Sunday, April 28, 2024

Jenkins and Morrisey campaign continue war of words on opioids

Election

CHARLESTON – The war of words between the campaigns of two Republican candidates for U.S. Senate continues to escalate.

On Oct. 24, the Senate campaign for U.S. Rep. Evan Jenkins issued a press release asking if West Virginia Attorney General Patrick Morrisey will stand with President Trump as he declares the opioid crisis a national emergency or “will he stand with the pill-pushers” from the pharmaceutical industry that has contributed more than $100,000 to his campaign.

Jenkins’ campaign also called Morrisey “a career drug lobbyist” whose “deep ties to the opioid crisis were also scrutinized by CBS in 2016.”

“Time and again, Morrisey has exchanged favors for cash from the companies that helped fuel the opioid crisis as a D.C. lobbyist and a politician,” the Jenkins press release stated. “A growing number of West Virginia voters know this – hence why he struggled to garner even a bare majority of the vote for his re-election last year.

“But the huge investment Big Pharma continues to make in Patrick Morrisey indicates he’ll just keep doing what he did as a lobbyist for the drug distributors – line his pockets with pill-pushing profits, no matter how many lives have been lost.”

The Jenkins press release also included excerpts from three newspaper stories. One detailed how Morrisey was a lobbyist for a national drug distribution trade association that generated $250,000 for his Washington, D.C., law firm over 16 months before he became AG and was overseeing lawsuits against those drug companies. Another story said Morrisey fought against state agencies’ requests to sue McKesson, which also is a member of that trade group. A third story detailed how Morrisey gave “specific instructions” for the office’s lawsuits against the drug companies while one of them (Cardinal Health) was paying Morrisey’s wife as a lobbyist in Washington. Morrisey has denied that claim.

Morrisey’s campaign punched back, saying Jenkins helped fuel the opioid crisis with a vote for “the now infamous Marino bill” while Morrisey tackled the opioid crisis in West Virginia as AG.

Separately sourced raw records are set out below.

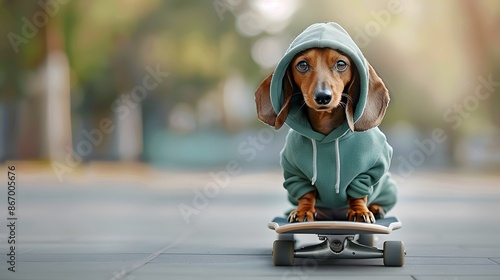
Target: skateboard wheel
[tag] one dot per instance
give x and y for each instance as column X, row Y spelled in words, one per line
column 283, row 252
column 394, row 253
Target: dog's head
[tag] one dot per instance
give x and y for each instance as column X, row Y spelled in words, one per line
column 326, row 79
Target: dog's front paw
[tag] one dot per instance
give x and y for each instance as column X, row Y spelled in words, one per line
column 361, row 215
column 302, row 214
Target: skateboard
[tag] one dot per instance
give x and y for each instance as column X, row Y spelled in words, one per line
column 341, row 240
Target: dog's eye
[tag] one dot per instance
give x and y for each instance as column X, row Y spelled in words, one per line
column 341, row 66
column 302, row 66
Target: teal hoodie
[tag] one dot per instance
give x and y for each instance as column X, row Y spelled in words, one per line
column 343, row 163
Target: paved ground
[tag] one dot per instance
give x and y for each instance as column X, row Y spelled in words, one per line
column 125, row 222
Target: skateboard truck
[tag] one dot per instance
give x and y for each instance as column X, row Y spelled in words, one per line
column 338, row 246
column 338, row 241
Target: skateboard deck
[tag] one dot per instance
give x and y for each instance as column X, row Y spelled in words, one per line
column 341, row 240
column 382, row 226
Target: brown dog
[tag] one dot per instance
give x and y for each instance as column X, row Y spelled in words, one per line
column 321, row 75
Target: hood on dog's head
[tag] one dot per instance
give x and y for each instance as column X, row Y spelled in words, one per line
column 369, row 87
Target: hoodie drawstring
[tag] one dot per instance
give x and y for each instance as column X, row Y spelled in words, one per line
column 337, row 157
column 315, row 167
column 315, row 164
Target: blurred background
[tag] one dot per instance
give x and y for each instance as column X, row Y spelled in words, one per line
column 170, row 83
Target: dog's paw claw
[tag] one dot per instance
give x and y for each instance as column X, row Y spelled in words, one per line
column 301, row 216
column 360, row 216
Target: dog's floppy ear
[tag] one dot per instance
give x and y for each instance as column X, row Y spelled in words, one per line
column 377, row 101
column 265, row 110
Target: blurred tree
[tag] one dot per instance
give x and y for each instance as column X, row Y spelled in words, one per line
column 22, row 52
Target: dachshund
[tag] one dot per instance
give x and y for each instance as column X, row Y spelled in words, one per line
column 321, row 75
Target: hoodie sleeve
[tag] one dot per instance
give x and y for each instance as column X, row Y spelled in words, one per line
column 363, row 184
column 296, row 182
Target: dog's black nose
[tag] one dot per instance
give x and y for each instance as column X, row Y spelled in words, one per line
column 322, row 97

“If flip-flopping and hypocrisy were Olympic sports, Evan Jenkins would take home the gold medal,” Morrisey campaign spokeswoman Nachama Soloveichik said. “Jenkins has changed his position on a slew of important issues, and then tries to cover up his record by throwing mud.

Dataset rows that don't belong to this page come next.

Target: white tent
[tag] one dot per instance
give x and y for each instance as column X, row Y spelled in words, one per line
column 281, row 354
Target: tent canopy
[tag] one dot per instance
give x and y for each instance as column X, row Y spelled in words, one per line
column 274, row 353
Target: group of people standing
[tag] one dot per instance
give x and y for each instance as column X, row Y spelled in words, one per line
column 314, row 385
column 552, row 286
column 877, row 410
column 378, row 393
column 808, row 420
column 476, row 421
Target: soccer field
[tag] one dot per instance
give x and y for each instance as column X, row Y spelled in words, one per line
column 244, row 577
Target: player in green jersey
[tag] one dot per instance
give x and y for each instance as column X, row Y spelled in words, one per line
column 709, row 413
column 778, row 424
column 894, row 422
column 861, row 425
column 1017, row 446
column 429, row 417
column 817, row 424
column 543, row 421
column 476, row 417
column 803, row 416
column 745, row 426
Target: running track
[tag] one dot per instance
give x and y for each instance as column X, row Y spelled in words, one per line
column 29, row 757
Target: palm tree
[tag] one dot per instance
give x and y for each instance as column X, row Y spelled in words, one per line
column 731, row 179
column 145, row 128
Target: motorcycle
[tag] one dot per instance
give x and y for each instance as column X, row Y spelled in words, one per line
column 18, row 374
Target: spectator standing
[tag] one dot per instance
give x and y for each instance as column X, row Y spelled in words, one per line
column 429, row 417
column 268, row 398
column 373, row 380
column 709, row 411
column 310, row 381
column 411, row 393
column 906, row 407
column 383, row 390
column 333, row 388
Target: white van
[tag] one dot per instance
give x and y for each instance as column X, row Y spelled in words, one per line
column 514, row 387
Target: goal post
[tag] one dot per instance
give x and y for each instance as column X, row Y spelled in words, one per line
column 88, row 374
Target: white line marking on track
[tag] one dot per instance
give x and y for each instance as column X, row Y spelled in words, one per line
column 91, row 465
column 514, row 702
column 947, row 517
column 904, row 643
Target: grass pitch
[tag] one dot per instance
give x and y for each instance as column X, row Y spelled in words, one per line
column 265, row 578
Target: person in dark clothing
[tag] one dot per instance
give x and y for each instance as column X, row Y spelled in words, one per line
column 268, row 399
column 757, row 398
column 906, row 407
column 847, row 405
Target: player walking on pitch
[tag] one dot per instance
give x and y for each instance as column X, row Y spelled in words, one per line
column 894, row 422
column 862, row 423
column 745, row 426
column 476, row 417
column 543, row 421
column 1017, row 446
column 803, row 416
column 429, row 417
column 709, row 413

“Whether it’s his support for abortion, Obamacare, Hillary Clinton, or now, the Marino bill that contributed to the opioid crisis, voters aren’t buying it. It’s time for liberal Evan Jenkins to own up to his record.”

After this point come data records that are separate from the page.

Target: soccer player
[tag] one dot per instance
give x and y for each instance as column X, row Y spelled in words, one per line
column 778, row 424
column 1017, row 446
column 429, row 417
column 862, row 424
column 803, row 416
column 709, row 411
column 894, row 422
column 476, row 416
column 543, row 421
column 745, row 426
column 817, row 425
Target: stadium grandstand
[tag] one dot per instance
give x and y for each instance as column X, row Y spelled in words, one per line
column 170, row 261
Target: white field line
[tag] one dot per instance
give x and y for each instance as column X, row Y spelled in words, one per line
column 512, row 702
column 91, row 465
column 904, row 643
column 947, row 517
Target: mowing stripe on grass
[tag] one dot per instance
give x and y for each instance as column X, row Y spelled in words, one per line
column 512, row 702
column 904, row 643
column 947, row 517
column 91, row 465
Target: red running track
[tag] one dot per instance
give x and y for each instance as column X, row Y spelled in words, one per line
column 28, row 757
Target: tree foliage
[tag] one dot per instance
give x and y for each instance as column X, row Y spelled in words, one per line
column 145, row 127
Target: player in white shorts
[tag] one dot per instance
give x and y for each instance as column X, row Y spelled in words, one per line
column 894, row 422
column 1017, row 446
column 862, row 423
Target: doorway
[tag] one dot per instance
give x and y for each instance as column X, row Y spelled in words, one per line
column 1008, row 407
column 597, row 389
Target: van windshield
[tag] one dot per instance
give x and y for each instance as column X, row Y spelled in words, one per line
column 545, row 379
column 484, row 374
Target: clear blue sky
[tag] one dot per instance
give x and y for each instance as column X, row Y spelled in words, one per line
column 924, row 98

Jenkins' campaign manager responded to that. 

“The last 48 hours tells you all you need to know," Andy Seré told The West Virginia Record. "While Evan Jenkins was introducing The Fentanyl and Heroin Task Force Act to help combat the drug crisis, Patrick Morrisey was filing a fundraising report showing over $100,000 in campaign contributions from Big Pharma and the pain pill lobby. 

"The report also shows he wrote a big check to his own campaign … so how’d he get so rich? Lobbying in the D.C. Swamp for the opioid industry at the same time they were shipping obscene amounts of poison into West Virginia communities. He should be ashamed."

Soloveichik said Morrisey has been praised for his “tireless work on substance abuse in West Virginia,” and she included links to several newspaper stories. “As Attorney General, Morrisey and his office have launched an aggressive campaign against substance abuse up and down the pharmaceutical supply chain – from manufacturers to wholesalers, to pharmacies, to doctors.”

In addition to Morrisey and Jenkins, former coal miner Bo Copley has announced plans to run as Republicans for the Senate seat currently occupied by Democrat Joe Manchin for the 2018 election. Manchin will face primary competition from environmental activist Paula Jean Swearengin, who already has been endorsed by the Brand New Congress political action committee formed by former staff members and supporters of Bernie Sanders. Former Massey Energy CEO Don Blankenship also has hinted as running as a Republican or an Independent.